Anthony Hopkins first got his start on British television and won BAFTA Best TV Actor for “War and Peace” (1972). He’s also two-time Emmy winner for Best Limited Series/Movie Actor: “The Lindbergh Kidnapping Case” (1976) and “The Bunker” (1981). Hopkins returned to television this fall as Dr. Robert Ford, the puppet-master in HBO’s new prestige drama “Westworld.” An actor of his caliber on a TV series seems like a no-brainer for awards attention, but then Hopkins got snubbed by the Critics’ Choice, Golden Globes and SAG Awards (although he contends as part of the SAG ensemble). That got us to wonder, should Hopkins drop down to the supporting category at the Emmy Awards instead of continuing to campaign in the lead race? Below are the five reasons why I think he should go supporting.
1. Screen time.
When Hopkins contended for his now iconic lead performance as Dr. Hannibal Lecter in “The Silence of the Lambs” (1991) he had less screen time than his co-star Jodie Foster. This could’ve allowed him to contend in the supporting race, but the impact of his performance won him Best Actor at the Oscars. “Westworld,” however, is a 10-episode serial drama and while Hopkins is very impactful in the few scenes he has per episode, he doesn’t appear in enough to warrant being in the lead category. Compare Hopkins to reigning Emmy champ Rami Malek (“Mr. Robot”) and nominees Kevin Spacey (“House of Cards”), Bob Odenkirk (“Better Call Saul”), Kyle Chandler (“Bloodline”), Liev Schreiber (“Ray Donovan”) and Matthew Rhys (“The Americans”). While none have the body of work Hopkins does, there is no questioning what category these six leading men should compete in.

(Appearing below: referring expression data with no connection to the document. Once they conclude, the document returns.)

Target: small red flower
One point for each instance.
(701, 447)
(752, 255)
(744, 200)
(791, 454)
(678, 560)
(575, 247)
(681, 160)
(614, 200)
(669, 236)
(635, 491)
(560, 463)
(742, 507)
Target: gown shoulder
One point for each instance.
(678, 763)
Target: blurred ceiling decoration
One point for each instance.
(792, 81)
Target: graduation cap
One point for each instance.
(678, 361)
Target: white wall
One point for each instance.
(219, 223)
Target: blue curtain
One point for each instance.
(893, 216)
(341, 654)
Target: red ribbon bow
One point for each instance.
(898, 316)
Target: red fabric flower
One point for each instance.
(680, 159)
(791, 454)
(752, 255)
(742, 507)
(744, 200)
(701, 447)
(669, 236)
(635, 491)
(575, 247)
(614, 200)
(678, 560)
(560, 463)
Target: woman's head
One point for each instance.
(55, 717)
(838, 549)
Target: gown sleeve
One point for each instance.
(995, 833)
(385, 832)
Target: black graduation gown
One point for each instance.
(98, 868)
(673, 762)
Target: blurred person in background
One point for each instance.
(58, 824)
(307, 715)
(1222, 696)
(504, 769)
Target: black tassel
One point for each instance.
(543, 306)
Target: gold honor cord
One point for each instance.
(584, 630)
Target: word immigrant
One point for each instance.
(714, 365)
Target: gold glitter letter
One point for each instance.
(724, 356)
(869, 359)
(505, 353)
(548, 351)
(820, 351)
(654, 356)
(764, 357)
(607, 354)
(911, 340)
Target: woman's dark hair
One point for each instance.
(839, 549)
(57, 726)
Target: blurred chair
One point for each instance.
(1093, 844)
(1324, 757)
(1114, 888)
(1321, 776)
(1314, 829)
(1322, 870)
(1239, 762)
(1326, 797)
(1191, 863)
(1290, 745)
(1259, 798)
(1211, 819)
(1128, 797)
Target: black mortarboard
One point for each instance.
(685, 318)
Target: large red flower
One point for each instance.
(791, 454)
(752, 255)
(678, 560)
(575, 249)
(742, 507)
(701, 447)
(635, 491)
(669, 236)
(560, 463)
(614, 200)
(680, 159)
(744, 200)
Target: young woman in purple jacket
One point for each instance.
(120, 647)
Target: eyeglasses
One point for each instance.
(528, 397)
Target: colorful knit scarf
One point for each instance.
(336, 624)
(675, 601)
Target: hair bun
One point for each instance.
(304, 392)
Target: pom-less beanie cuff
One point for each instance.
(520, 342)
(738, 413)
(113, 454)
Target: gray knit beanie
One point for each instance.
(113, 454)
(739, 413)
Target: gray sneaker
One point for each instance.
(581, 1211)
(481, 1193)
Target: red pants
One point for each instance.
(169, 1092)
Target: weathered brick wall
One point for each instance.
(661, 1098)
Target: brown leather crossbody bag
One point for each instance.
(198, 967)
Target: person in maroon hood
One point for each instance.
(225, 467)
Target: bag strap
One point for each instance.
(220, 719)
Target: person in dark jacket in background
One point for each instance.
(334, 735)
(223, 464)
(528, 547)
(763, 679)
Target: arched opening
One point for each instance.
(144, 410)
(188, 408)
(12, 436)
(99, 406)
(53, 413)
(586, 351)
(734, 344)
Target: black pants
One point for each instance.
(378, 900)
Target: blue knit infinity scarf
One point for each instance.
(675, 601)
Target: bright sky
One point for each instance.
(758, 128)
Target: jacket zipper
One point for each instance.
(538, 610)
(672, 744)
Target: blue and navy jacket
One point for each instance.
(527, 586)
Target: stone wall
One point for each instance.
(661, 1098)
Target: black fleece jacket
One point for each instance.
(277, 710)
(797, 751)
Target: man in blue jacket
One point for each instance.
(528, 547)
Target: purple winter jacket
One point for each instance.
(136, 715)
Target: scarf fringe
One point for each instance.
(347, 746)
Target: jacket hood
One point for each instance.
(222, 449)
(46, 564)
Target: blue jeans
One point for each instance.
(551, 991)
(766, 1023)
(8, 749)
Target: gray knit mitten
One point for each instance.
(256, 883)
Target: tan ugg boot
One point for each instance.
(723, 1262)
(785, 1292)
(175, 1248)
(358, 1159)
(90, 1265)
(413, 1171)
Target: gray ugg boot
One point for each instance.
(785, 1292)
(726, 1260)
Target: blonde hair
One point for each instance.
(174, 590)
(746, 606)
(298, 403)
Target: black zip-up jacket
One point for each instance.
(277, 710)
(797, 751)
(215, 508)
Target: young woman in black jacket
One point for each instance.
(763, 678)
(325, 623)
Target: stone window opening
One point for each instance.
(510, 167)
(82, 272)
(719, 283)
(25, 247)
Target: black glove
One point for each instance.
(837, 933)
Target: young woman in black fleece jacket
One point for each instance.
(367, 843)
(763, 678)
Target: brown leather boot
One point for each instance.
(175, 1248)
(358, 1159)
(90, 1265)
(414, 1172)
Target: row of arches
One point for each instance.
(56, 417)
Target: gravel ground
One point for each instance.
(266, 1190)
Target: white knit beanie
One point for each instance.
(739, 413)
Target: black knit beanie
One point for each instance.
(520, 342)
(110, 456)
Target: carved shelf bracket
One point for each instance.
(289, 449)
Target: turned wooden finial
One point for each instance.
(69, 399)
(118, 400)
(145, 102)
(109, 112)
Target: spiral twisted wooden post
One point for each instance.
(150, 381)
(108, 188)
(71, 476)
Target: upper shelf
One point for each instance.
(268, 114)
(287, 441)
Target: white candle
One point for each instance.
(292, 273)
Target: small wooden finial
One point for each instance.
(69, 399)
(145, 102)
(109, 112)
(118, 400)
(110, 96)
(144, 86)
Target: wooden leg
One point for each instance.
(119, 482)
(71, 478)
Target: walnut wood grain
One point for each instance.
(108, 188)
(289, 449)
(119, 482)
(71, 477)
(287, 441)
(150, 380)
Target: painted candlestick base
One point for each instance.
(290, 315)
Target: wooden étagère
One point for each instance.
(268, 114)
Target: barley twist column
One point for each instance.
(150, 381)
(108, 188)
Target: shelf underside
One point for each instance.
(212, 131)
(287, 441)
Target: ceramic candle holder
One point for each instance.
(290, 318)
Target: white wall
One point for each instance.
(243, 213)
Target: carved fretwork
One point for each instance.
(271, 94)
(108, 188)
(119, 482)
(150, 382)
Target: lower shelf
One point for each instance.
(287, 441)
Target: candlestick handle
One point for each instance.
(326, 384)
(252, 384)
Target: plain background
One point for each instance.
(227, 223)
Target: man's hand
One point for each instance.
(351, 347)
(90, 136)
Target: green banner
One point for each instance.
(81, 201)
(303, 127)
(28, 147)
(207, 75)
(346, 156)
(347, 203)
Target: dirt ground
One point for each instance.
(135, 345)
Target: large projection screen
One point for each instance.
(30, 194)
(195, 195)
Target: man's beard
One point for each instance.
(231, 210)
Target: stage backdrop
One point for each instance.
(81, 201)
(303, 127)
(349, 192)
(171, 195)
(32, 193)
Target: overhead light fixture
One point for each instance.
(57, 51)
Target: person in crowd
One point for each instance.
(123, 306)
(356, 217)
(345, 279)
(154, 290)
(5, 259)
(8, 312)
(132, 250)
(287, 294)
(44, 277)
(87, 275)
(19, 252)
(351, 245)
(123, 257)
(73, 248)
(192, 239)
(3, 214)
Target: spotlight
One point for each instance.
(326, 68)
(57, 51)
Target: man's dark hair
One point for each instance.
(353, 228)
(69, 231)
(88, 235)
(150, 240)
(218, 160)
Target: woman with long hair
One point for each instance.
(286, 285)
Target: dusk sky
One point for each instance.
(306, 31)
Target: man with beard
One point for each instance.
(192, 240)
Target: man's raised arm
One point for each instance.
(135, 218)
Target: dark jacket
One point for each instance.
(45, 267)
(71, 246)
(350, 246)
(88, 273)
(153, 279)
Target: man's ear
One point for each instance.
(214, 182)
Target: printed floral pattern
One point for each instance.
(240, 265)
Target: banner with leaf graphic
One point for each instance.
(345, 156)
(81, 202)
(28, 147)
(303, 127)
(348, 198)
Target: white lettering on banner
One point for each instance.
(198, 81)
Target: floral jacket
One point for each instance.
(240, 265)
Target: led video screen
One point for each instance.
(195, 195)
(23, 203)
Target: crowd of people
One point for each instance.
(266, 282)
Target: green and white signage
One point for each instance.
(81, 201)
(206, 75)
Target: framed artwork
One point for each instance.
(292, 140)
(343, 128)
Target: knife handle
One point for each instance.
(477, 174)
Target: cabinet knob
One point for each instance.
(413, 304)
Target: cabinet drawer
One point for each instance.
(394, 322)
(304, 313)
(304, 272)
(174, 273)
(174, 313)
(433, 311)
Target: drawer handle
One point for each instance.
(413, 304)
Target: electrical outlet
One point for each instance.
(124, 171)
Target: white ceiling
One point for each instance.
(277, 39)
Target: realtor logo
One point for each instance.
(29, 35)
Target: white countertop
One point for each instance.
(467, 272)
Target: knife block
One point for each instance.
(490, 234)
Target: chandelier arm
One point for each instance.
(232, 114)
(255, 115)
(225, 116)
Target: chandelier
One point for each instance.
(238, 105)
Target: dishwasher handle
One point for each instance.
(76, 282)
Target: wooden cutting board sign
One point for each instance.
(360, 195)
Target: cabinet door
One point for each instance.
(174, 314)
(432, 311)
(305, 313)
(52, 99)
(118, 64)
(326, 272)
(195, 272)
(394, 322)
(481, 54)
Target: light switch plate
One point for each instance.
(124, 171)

2. The other men of ‘Westworld’ haven’t fared so well.
“Westworld” has an impressive cast of supporting actors including: Jeffrey Wright, a past Emmy winner for “Angels in America” in 2004; Ed Harris, a two-time Emmy nominee for “Empire Falls” in 2005 and “Game Change” in 2012; and film star James Marsden. But since none received Critics’ Choice, Golden Globe or SAG Award nominations for “Westworld,” Hopkins probably wouldn’t be hurting his co-stars’ chances of earning Emmy noms.
3. It’s good enough for the Dame.
Hopkins shouldn’t think of this as a demotion, more of ensuring himself the recognition he deserves. Dame Maggie Smith has won three Supporting Actress Emmys for her work on “Downton Abbey” (2011-2012 and 2016). If it’s okay for the Dame, also a former Best Actress Limited Series/Movie Emmy winner (“My House in Umbria,” 2003) to move down to supporting, it’s all right for Hopkins. But please do come to the ceremony!
4. This is his only chance.
SPOILER ALERT! Hopkins was featured heavily in the season finale (which should be his Emmy episode submission) as his character ended up being shot in the head by Evan Rachel Wood’s character, Dolores. Unless there is a major twist in store for Dr. Ford, Hopkins will only get one chance at recognition. In the supporting race, finishing a one-off season run where your character ends up dead can be a winning strategy, as Zeljko Ivanek (“Damages,” 2008), Margo Martindale (“Justified,” 2011) and Bobby Cannavale (“Boardwalk Empire,” 2013) all proved victorious.
5. The Emmy showdown.
This one might not benefit Hopkins but would make us award pundits and prognosticators giddy. If Hopkins did submit in the supporting race he will likely face off against one of television’s most beloved stars, John Lithgow (“The Crown”). Lithgow is a five-time Emmy winner: three for Best Comedy Actor (“3rd Rock from the Sun,” 1996-1997, 1999) and twice for Best Drama Guest Actor (“Amazing Stories” in 1986, “Dexter” in 2010). This match-up would rival the 2014 Best Drama Actor race that saw Bryan Cranston win Emmy #4 for the final season of “Breaking Bad” in one of the tightest races in recent years with Matthew McConaughey (“True Detective”), the recent Best Actor Oscar winner (“Dallas Buyers Club”). The Hopkins vs. Lithgow showdown could possibly be the most exciting race of the awards season.